Con su cartel de neón parpadeante y una marquesina que anunciaba películas viejas en letras descoloridas, el Luxor resistía, como un náufrago aferrado a una balsa, mientras otros cines más modernos y brillantes se levantaban alrededor.
Era una noche de otoño en 1986, cuando tres personas que,
en apariencia, no tenían nada en común, se cruzaron en el Cine Luxor.
**Ana** entró primero. Era una mujer de unos cuarenta años, con el cabello recogido en un moño apresurado y el rostro marcado por la tristeza. Solía venir al Luxor cada semana desde que su marido la había dejado hacía un año. El cine era su refugio, el lugar donde podía perderse en las historias de otros y olvidar, aunque solo fuera por un par de horas, el vacío en su vida. Ana era de las que lloraban en el cine. Lloraba porque en la oscuridad nadie la veía, y porque las lágrimas en ese lugar se confundían con las emociones que la pantalla provocaba en todos.

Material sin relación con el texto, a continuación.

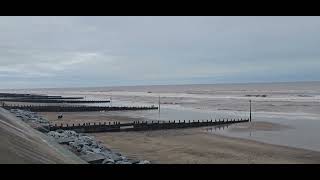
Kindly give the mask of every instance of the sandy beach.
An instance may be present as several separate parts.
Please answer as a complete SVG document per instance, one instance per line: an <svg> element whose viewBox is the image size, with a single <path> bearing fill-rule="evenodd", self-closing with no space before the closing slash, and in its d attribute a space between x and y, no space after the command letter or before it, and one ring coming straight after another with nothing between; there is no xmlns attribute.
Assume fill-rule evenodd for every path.
<svg viewBox="0 0 320 180"><path fill-rule="evenodd" d="M252 99L254 122L228 127L227 131L195 128L94 135L107 147L128 157L153 163L320 162L319 83L39 89L32 92L84 96L88 100L105 100L112 96L114 106L154 105L160 95L160 120L247 118L248 100ZM40 114L52 124L157 119L157 111L65 112L59 120L58 112ZM249 136L251 131L252 137Z"/></svg>
<svg viewBox="0 0 320 180"><path fill-rule="evenodd" d="M319 163L320 152L228 138L201 129L97 133L98 140L128 157L161 164Z"/></svg>
<svg viewBox="0 0 320 180"><path fill-rule="evenodd" d="M134 118L107 112L40 113L52 123L129 122ZM140 119L141 120L141 119ZM244 123L231 130L248 131ZM274 131L292 128L275 123L255 122L255 130ZM206 128L158 130L148 132L95 133L106 147L131 158L148 159L152 163L319 163L320 152L271 145L253 140L230 138L206 132Z"/></svg>

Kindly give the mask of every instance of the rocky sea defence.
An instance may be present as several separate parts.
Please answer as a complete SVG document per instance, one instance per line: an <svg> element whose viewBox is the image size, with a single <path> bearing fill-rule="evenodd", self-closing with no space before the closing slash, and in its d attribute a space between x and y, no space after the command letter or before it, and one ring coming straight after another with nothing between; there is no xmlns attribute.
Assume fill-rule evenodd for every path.
<svg viewBox="0 0 320 180"><path fill-rule="evenodd" d="M90 164L150 164L147 160L129 159L114 152L87 134L62 129L50 131L49 121L37 113L20 109L11 109L10 111Z"/></svg>

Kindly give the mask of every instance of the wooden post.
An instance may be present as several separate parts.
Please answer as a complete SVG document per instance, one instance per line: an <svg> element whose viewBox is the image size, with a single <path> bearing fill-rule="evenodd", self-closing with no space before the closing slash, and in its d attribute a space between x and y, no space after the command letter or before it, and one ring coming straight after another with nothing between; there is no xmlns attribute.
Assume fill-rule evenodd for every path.
<svg viewBox="0 0 320 180"><path fill-rule="evenodd" d="M251 99L249 100L249 102L250 102L250 122L251 122Z"/></svg>
<svg viewBox="0 0 320 180"><path fill-rule="evenodd" d="M159 96L159 114L160 114L160 96Z"/></svg>

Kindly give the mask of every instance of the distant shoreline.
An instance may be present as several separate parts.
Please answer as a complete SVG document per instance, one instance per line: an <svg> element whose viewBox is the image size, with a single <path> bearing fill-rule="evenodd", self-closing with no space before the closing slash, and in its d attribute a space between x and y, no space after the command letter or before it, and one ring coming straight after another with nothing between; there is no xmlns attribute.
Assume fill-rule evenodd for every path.
<svg viewBox="0 0 320 180"><path fill-rule="evenodd" d="M320 83L317 81L284 81L284 82L241 82L241 83L200 83L200 84L152 84L152 85L120 85L120 86L78 86L78 87L37 87L37 88L0 88L0 91L10 90L72 90L72 89L95 89L95 88L126 88L126 87L164 87L164 86L210 86L210 85L264 85L264 84L295 84L295 83Z"/></svg>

Esa noche, como muchas otras, eligió un asiento en la penúltima fila, donde podía estar sola pero no demasiado apartada. La película que proyectaban era un clásico de los años 50, un melodrama en blanco y negro que había visto varias veces, pero que seguía eligiendo porque su historia la hacía sentir menos sola. Cuando las luces se apagaron y la proyección comenzó, Ana se hundió en su asiento, lista para dejarse llevar.
**David** llegó tarde, como siempre. Tenía 25 años, el pelo despeinado y la ropa desaliñada. Su vida era un desastre, con un trabajo que odiaba y una relación que había terminado de la peor manera posible. Ir al cine era su escape, una tradición que había heredado de su padre, un hombre que lo había llevado al Luxor desde que era un niño. Aunque ahora venía solo, David encontraba consuelo en la familiaridad del lugar. El Luxor olía a pasado, a recuerdos impregnados en las alfombras desgastadas y los asientos chirriantes.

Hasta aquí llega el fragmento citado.